Fast simulation of Volterra processes using random Fourier features with application to the log-stationary fractional Brownian motion

TL;DR

This paper introduces a fast, accurate simulation method for Volterra processes using Random Fourier Features, with applications to fractional Brownian motion, enhancing efficiency and providing rigorous error bounds.

Contribution

It develops a novel accelerated simulation scheme based on spectral kernel representation and Hamiltonian Monte Carlo sampling, with theoretical guarantees and broader applicability than existing methods.

Findings

The method achieves high accuracy in kernel approximation.

It provides reliable parameter recovery in simulations.
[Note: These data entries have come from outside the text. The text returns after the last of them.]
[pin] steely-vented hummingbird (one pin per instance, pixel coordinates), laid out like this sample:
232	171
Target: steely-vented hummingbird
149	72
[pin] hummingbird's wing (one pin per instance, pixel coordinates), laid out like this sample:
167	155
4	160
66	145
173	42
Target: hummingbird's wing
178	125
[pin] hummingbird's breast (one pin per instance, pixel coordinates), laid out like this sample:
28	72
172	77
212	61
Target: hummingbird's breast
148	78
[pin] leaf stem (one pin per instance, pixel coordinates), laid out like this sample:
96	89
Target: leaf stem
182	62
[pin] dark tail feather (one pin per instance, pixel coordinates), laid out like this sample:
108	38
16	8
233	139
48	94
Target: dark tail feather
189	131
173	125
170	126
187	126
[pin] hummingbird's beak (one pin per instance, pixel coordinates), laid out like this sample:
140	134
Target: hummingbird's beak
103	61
The approach is computationally efficient and outperforms traditional methods.

Abstract

A fast simulation framework for stochastic Volterra processes based on Random Fourier Features (RFF) approximation of the kernel is developed. After recalling the main properties of Volterra processes and reviewing existing numerical simulation methods, an accelerated scheme is introduced that relies on a spectral representation of the kernel. A particular attention is devoted to sampling from the kernel spectral density using Hamiltonian Monte Carlo, whose efficiency and stability bring more convenience than alternative sampling procedures. Quantitative guarantees for the proposed method are established, including moment estimates and strong error bounds. The approach is further compared with the kernel approximation by sum of exponentials (Random Laplace Features) commonly used in the literature, emphasizing the broader generality of the present framework. As a primary application, Volterra processes associated with the Stationary fractional Brownian Motion (S-fBM) kernel are investigated. A spectral density representation is derived in closed form using hypergeometric functions, a condition for positive definiteness is established, and explicit truncation as well as Monte Carlo error bounds are provided for the RFF approximation in this setting. Numerical experiments in dimensions one and two illustrate the accuracy of the kernel approximation, the reliable recovery of model parameters, and the competitiveness of the accelerated simulation scheme in terms of computational efficiency and both weak and strong error performance.